The AI breakthrough that uses almost no power to create images

12 Luc 5 9/4/2025, 12:12:54 PM techxplore.com ↗

Comments (5)

kbelder · 1d ago
"The new diffusion-based image generator works by first using a digital encoder (that has been trained on publicly available datasets) to create the static that will ultimately make the picture. This requires a small amount of energy. Then, a liquid crystal screen known as a spatial light modulator (SLM) imprints this pattern onto a laser beam. The beam is then passed through a second decoding SLM, which turns the pattern in the laser into the final image."

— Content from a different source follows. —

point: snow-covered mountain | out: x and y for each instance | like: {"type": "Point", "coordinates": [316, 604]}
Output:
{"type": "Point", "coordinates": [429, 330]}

Ok, I'm going to go read the paper now, but I have to say, this sounds like absolute nonsense.

kbelder · 1d ago
Ok, I don't understand all of the paper. I do like that fact that it's combining methods from physics and computer science, because there are probably many more discoveries to be made in those kinds of permutations.

But it seems, if I'm interpreting the paper correctly, that the real gain is that there is a static decoder filter that is generated for one particular prompt, and then it may be reused over and over at minimal cost, to generate butterfly after butterfly. Transforming the diffuser from a general-purpose generator to a specialized, more-efficient one that needs to be rebuilt if a different type of image is desired.

dekhn · 1d ago
To me the simplest place to start is Fourier Optics. A carefully set up collection of lenses, illuminators, samples, and cameras can compute (well, physically evaluate) the fourier transorm of a 2D image. https://en.wikipedia.org/wiki/Fourier_optics (so you can for example do convolutions)

From what I can see in this area, the physical set up mainly computes forward passes by passing light through the SLM, while the computer computes the backward pass (using a mathematical equation that approximates the forward optics and computes its derivative). The nice thing is that SLMs are simply programmed to have a specific intensity pattern, it doesn't need a whole manufacturing pass to update the SLM.

majidmir · 1d ago
tanseydavid · 1d ago
While I do not fully understand how it works, this sounds amazing and should be applicable (eventually) to other workloads.